We’ve identified the following use cases where generative AI can be beneficial to our Risk platform or Payments product:
- Support tools: Last week during our Hackathon, the project that won the Grand prize using openAI gpt-3.5 model and automate to answer common support questions that our integration, support or fraud/compliance ops teams spend hours answering. Many of these questions are repetitive and have already been asked by someone else. We trained a GenAI model with our own knowledge base from our docs site, notion pages, gong calls, etc. Additionally, capability extract from our data warehouse to answer risk investigation questions. And we created a slack chat bot that our customers can use to do the following:
- Understand what various features in our fraud or compliance scoring mean?
- Explain why Sardine marked a user or transaction as risky?
- Automatically create a new zendesk ticket to either further investigate a user or require step ups like doc KYC
- Card Chargeback and ACH returns handling: In our payments product, we often have to dispute the card chargebacks or ACH returns we get from our processors or banks, to protect ourselves from friendly fraud – when we have strong reasons to believe that the customer had indeed made the transaction. This is an application really well suited to autoGPT as most of the work here is repetitive.
For example, let’s consider a customer who has been transacting with our crypto on-ramp for several months and we have prior history for the device-identifiers and IP-addresses they use. However, all of a sudden, we get a card chargeback or an ACH return for a recent purchase. The counter dispute or the Proof of Authorization (POA) for this would involve:
- Comparing the current device-id with previous device-ids
- Comparing the current IP with previous IPs
- If those are the same, then prefill the chargeback dispute form or POA form
- Product marketing and Sales enablement: One of the most recent big pain points we’ve faced as a company has been on surfacing all the knowledge base about various products into succinct product marketing memos. While hiring product managers, we focus on finding those who come from the fraud/compliance domain and know how to execute (not necessarily how to market their product) because we first and foremost want to find folks who can talk the talk and walk the walk.

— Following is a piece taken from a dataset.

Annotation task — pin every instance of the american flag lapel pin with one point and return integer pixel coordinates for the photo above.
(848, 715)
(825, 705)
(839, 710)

This was colored by my prior experiences whereby it’s very rare to find someone who excels at both – heads down execution and product marketing. We are super excited to have a new head of marketing, Eduardo Lopez join us last week. However, as that search was taking way too long, we were considering training GPT 3.5 with all our Notion pages, Gong customer calls, 1000s of Slack channels, Zendesk tickets to create the best product marketing copy.
- SAR narrative generation: This is an area where a combination of GPT 3.5 and autoGPT makes for a killer use case. Given a set of users that have been identified by a BSA/AML officer as belonging to the same ring, auto-create the narrative by looking at their transaction activities and how these users are linked to each other.
GenAI is one of the most transformative technologies that we’ve come across in a long time. And it has huge implications for financial services industries in general and companies like ours that provide fraud prevention or compliance tools.
While fraud prevention does become a lot harder as fraudsters begin to use GenAI, it is also a great opportunity for us to develop intrinsic AI to fight what’s coming!